Lo peor era volver a la nada.
Y ella ya venía de ahí.

La casa apareció sin aviso.

No tenía luz cálida en las ventanas ni humo en la chimenea. Era un recorte oscuro entre los árboles, torcido, quieto, como si la montaña la hubiera medio tragado y dejado el resto a propósito para asustar.

La puerta era demasiado alta para una niña. Estaba marcada con arañazos profundos, como uñas desesperadas.

Levantó la mano para golpear… y se quedó inmóvil.

Desde dentro se oyó un sonido.
No era una voz.
No era un animal.

Era algo arrastrándose. Lento. Pesado.

Luego, toc.

Un único toque. Como si alguien hubiera apoyado la frente contra la madera del otro lado, escuchando su respiración.

Y entonces llegó la sensación más extraña de todas.

No era alguien esperándola.
Era la casa.

Como si estuviera despierta.
Mirándola.
Eligiéndola.

Debió correr. Pero el hambre empuja la valentía hacia adelante… y la soledad empuja aún más.

Apoyó la palma en la puerta.

La madera estaba tibia.
Tibia como piel viva.

—Por favor… —susurró.

La cerradura giró sola.

Lenta. Metálica.

La puerta se abrió apenas, lo suficiente para que su rostro cupiera en la rendija. El aire que salió tenía olor a sopa. Sopa de verdad. Olor a hogar. Olor a una infancia que apenas recordaba.

La esperanza, cuando llega tarde, duele como un corte.

La puerta cedió con un quejido suave, como si la casa respirara por primera vez en años. La niña se quedó en el umbral, sin atreverse a entrar del todo.

Dentro, la oscuridad era espesa, como terciopelo viejo. Pero al fondo temblaba una línea de luz, una vela luchando contra la montaña entera.

Dio un paso. Luego otro.

El suelo crujió húmedo y entonces lo supo.

Ya no estaba sola.

No porque viera a alguien, sino porque el silencio tenía intención.
Era un silencio que escuchaba.

—Hola… —dijo, y la palabra salió pequeña, frágil.

No hubo respuesta. Solo ese arrastre lento. Y luego otro toc.

La casa comenzó a revelarse por partes: un abrigo colgado en una silla demasiado grande, una mesa con marcas de cuchillo, y en la pared… una fila interminable de líneas talladas. Días. Noches.

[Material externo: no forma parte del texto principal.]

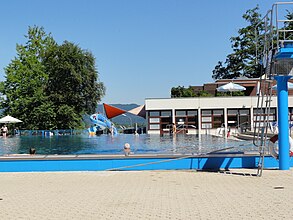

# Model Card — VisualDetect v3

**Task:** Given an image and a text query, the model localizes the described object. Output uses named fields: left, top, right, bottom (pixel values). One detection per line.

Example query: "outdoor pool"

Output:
left=0, top=134, right=257, bottom=155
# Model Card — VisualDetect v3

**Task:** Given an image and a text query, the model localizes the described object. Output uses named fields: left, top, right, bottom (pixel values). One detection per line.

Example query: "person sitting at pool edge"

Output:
left=124, top=143, right=130, bottom=156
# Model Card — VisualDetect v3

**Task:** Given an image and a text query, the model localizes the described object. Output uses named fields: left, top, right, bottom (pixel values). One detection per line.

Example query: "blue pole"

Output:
left=275, top=75, right=291, bottom=170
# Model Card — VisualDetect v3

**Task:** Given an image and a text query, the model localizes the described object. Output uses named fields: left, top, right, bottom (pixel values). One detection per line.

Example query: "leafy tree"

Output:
left=1, top=26, right=56, bottom=129
left=0, top=26, right=105, bottom=129
left=171, top=86, right=196, bottom=98
left=212, top=6, right=264, bottom=79
left=197, top=90, right=213, bottom=97
left=44, top=41, right=105, bottom=128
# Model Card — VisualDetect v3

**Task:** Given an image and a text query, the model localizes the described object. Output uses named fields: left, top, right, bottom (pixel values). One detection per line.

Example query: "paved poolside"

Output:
left=0, top=170, right=293, bottom=220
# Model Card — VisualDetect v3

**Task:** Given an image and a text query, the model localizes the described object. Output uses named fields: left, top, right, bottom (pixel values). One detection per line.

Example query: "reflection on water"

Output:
left=0, top=135, right=256, bottom=155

Pérdidas.

Y entonces la vio.

Una olla sobre el fuego. Fuego real. Sopa burbujeando despacio.

Pero no había nadie.

El hambre la golpeó tan fuerte que le nubló la vista. Se acercó y el calor le besó la cara. La sopa olía a hogar… y a algo más. Una dulzura amarga, como un abrazo que llega demasiado tarde.

Alargó la mano hacia el cucharón.

Temblaba.

Apenas tocó el mango y el cucharón se levantó solo.
Despacio.
Como tomado por una mano invisible.

Retrocedió con el corazón en la garganta.

Desde el rincón más oscuro de la cocina, una voz baja, gastada por el tiempo, susurró:

—No comas todavía.

La figura emergió de las sombras.

No era un monstruo.
Era peor.

Era una anciana. O algo que había sido una anciana. Pelo como hilos de nieve sucia. Piel del color de la madera vieja. Ojos abiertos, húmedos, como si llevaran años sin parpadear.

Pero no la miraba con hambre ni con odio.

La miraba con miedo… y alivio.

—Esa sopa —dijo finalmente— no es para quitarte el hambre.
Pausa.
—Es para que no recuerdes.

—¿No recordar qué? —susurró la niña.

La anciana sonrió. Una sonrisa cansada, rota por la culpa.

—Tu nombre.

El fuego crepitó con fuerza. La vela parpadeó tres veces.

En la pared, entre las marcas talladas, había una nueva. Fresca. Reciente.

Como si la casa supiera que ella iba a llegar.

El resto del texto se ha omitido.